Política

Em meio à crise de pagamento, Marconi diz em nota que nunca atrasou salário

Durante meus mandatos, nunca atrasei um dia sequer o pagamento de salários, bem como instituí o pagamento do 13º no mês do aniversário dos servidores...

O compromisso de nossos governos com o funcionalismo público estadual é parte incontestável e inseparável do legado que entregamos a Goiás em quatro mandatos. Em 174 meses como governador, paguei 178 folhas, porque recebi por duas vezes administração de antecessores com folhas e 13º salário em atraso.

Durante meus mandatos, nunca atrasei um dia sequer o pagamento de salários, bem como instituí o pagamento do 13º no mês do aniversário dos servidores. Conquistas reconhecidas e aprovadas pelos servidores e pelo conjunto dos goianos. Além disso, durante quase todo o tempo em que fui governador, paguei os salários adiantados.

Recebi o governo em 1999 com a pior relação dívida/receita do país. Eram necessários 3,6 orçamentos anuais para se pagar a dívida do Estado junto ao Tesouro Nacional. Entreguei o governo em 7 de abril com 0,93 de comprometimento. Esta, com certeza, é uma das melhores trajetórias do País.

O Programa de Ajuste Fiscal de 2017 foi rigorosamente cumprido, como pode se verificar junto ao Tesouro Nacional — todas as metas do ajuste anual foram cumpridas. Isso garantiu a Goiás segundo melhor desempenho fiscal do País no ano passado, perdendo apenas para São Paulo. Também em 2017, o superávit fiscal do Governo de Goiás foi superior a R$ 600 milhões.

Durante meus mandatos, todas obrigações fiscais e financeiras foram cumpridas. O PIB saltou de R$ 17 bilhões para previsão superior a R$ 200 bilhões para este ano.
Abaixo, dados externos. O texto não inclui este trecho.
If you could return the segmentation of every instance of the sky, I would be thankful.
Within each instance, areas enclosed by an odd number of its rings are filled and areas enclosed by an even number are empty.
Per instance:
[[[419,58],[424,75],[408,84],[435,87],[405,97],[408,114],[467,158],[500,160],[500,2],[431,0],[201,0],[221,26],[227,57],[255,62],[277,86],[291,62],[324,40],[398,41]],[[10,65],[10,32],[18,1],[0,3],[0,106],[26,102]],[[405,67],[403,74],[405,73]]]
Na Educação, Goiás conquistou o 1º lugar na Prova Brasil e o 1º lugar no IDEB. A Universidade Estadual de Goiás (UFG), criada em nossos governos, formou 100 mil brasileiros e a Bolsa Universitária garantiu o acesso ao ensino superior para 200 mil goianos. Segundo estudo do Instituto Insper, os investimentos em saúde, educação e na área social foram fundamentais para que o Estado experimentasse, entre 2001 e 2010, a maior redução proporcional do país da desigualdade entre os mais ricos e os mais pobres.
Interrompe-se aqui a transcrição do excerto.